/tweeps

Keeping track of my Twitter followers and friends

Primary LanguagePythonMIT LicenseMIT

Tweeps

Keeping track of my Twitter followers and friends

About the .keep files: git doesn't commit empty folders, so when I want an empty folder to be commited to GitHub I add an empty file to the folder.

Goal

The goal of this app is to answer some questions about my tweeps. There are ready-made solutions available, but I wanted to build one myself to practise python and sql.

The question I try to answer in v0.10 is who are the people who unfollow me?

I have no intention of contacting those people. You are free to follow or unfollow me at your leisure. However, I cannot help but wonder who the people are that unfollowed me and why. Were they long-time followers or recent ones? I tweet about several topics. What do or did we have in common? Did I tweet too much or not enough about a certain topic?

I hope this might shed some light on those questions.

Twitter

You can get access to the Twitter API for free, rate limited, but you have to register as a developer.

After you have registered, go to the developer portal and create a standalone app. You will need the following information to access the Twitter API with your app:

  • Access Token
  • Access Secret
  • API Key
  • API Secret

This information needs to be included in the config.py. How? Copy the config-sample.py and fill in the values.

Database

As this is a small project it requires only a small database, and for this SQLite is the ideal solution.

The databases contains two tables, which are identical except for the name: friends and followers.

According to Twitter: a friend is someone you follow and a follower is someone who follows you.

Why do I use two tables if they are identical? A one-table solution is a possibility. However, using two tables seems like a good excuse to practise left and right (outer) joins. Who follows me that I don't follow back and vice-versa.

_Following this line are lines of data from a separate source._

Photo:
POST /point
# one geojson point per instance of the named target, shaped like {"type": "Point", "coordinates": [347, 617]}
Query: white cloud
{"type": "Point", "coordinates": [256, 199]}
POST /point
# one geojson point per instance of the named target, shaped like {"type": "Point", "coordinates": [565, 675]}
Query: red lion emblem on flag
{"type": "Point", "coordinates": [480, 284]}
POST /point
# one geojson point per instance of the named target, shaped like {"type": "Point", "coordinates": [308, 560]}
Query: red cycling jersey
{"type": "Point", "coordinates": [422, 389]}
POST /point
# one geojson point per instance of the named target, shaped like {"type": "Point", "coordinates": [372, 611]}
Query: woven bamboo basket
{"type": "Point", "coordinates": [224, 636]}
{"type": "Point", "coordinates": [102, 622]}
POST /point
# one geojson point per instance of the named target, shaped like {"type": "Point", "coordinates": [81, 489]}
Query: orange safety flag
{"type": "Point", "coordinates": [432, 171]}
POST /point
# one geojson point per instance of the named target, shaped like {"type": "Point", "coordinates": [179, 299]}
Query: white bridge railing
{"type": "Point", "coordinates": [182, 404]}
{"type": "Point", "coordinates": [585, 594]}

The CREATE statements for the two table:

CREATE TABLE IF NOT EXISTS followers(
    twitter_id INTEGER PRIMARY KEY,
    screen_name TEXT UNIQUE,
    start_date TEXT NOT NULL, 
    last_date TEXT NOT NULL
);
CREATE TABLE IF NOT EXISTS friends(
    twitter_id INTEGER PRIMARY KEY,
    screen_name TEXT UNIQUE,
    start_date TEXT NOT NULL, 
    last_date TEXT NOT NULL
);

Attributes/fields/columns:

  • twitter_id: the unique id for an account as assigned by Twitter
  • screen_name: the screen-name a person uses on Twitter
  • start_date: the date I started following someone, the date a person started following me, or the first time this script ran
  • last_date: the last time that this person was found to be a follower and/or a friend

The script create_db.py will create the database with the two tables for you. It requires a writable db folder in the current directory.

Twitter

Importing the Data

Using the Data

Logging

Each function starts with the statement:

this_function = sys._getframe().f_code.co_name

This stores the name of the current function in the variable this_function.
Why not just type the name of the function, eg. this_function = "main"? If I merge 2 functions, split a function, or rename a function, I will have to manually verify that all the this_function variables have the correct value, wich isn't the case when I assign it the value derived from sys._getframe().f_code.co_name.